Militares podem até lucrar com Bolsonaro, mas o ônus para as Forças Armadas é imenso
A conta do mergulho na política e da adesão ao candidato e agora presidente Jair Bolsonaro começa a chegar para as Forças Armadas, obrigadas a explicar milhões de reais em chiclete e leite condensado e agora a defender seus churrascos em 2020, com 700 mil quilos de picanha e, como ninguém é de ferro, 80 mil cervejas puro malte. O preço foi bem salgado, R$84,14 o quilo da carne, R$ 9,80 cada cervejinha.
Também é desanimador os hospitais do Exército e da Aeronáutica bloquearem só para militares e deixarem vazios 72% (84 de 116) dos seus leitos, segundo o UOL, enquanto 276 pacientes de Covid aguardavam vagas ontem e 529 tiveram de ser “exportados” para outros Estados e o DF desde 15 de janeiro. Leito vazio? Pago com dinheiro público, mas só para militares? Coisa feia!
O vice Hamilton Mourão anunciou que a Operação Verde Brasil 2, prevista para até 2022, vai acabar em 30 de abril, com a retirada de militares das ações contra queimadas e desmatamentos na Amazônia. Com a volta desses contingentes às suas bases, serão mantidas as montanhas de chiclete e leite condensado? E as carnes nobres e o puro malte são para quem?
A sensação é de que a retirada foi uma puxada de tapete em Mourão. Indagado se foi um pedido (ou retaliação?) de Bolsonaro, Defesa e ou Comando do Exército, ele respondeu à coluna: “Fim da missão, apenas isso”. E, assim, após pisoteados pela “boiada” do ministro Ricardo Salles, o Ibama e o ICMBio, atualmente cheios de militares, vão retomar a dianteira na proteção da Amazônia, com Inpe, Polícia Federal e Polícia Rodoviária.

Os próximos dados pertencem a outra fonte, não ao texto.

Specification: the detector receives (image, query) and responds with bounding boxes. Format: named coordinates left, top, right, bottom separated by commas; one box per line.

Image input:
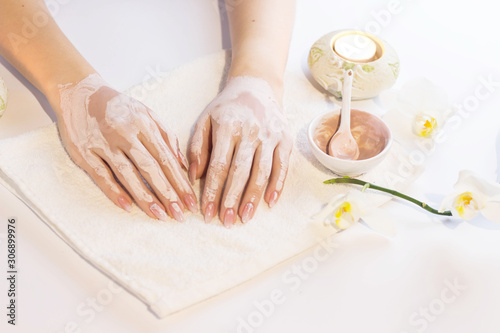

Não é exclusivo do Meio Ambiente, porque o capitão Bolsonaro levou generais para a Vice e todos os cargos relevantes do Planalto, expôs um general da ativa a vexame público na Saúde numa pandemia e encheu diferentes pastas – até a pobre Secretaria de Cultura – com militares. Toma lá, dá cá de cargos com político não podia, mas com militar e agora com Centrão é uma festa.
O resultado nem sempre é engrandecedor para as FA, particularmente para o Exército, como no caso do ministro Eduardo Pazuello, todo atrapalhado e respondendo à PF, ao MP e ao Congresso por falta de oxigênio e vacinas, excesso de cloroquina inútil, descaso com seringas, agulhas e testes de Covid. O risco é um general da ativa no foco de uma CPI da Pandemia (que pode chegar até aos 73 mil militares que receberam ilegalmente o auxílio emergencial).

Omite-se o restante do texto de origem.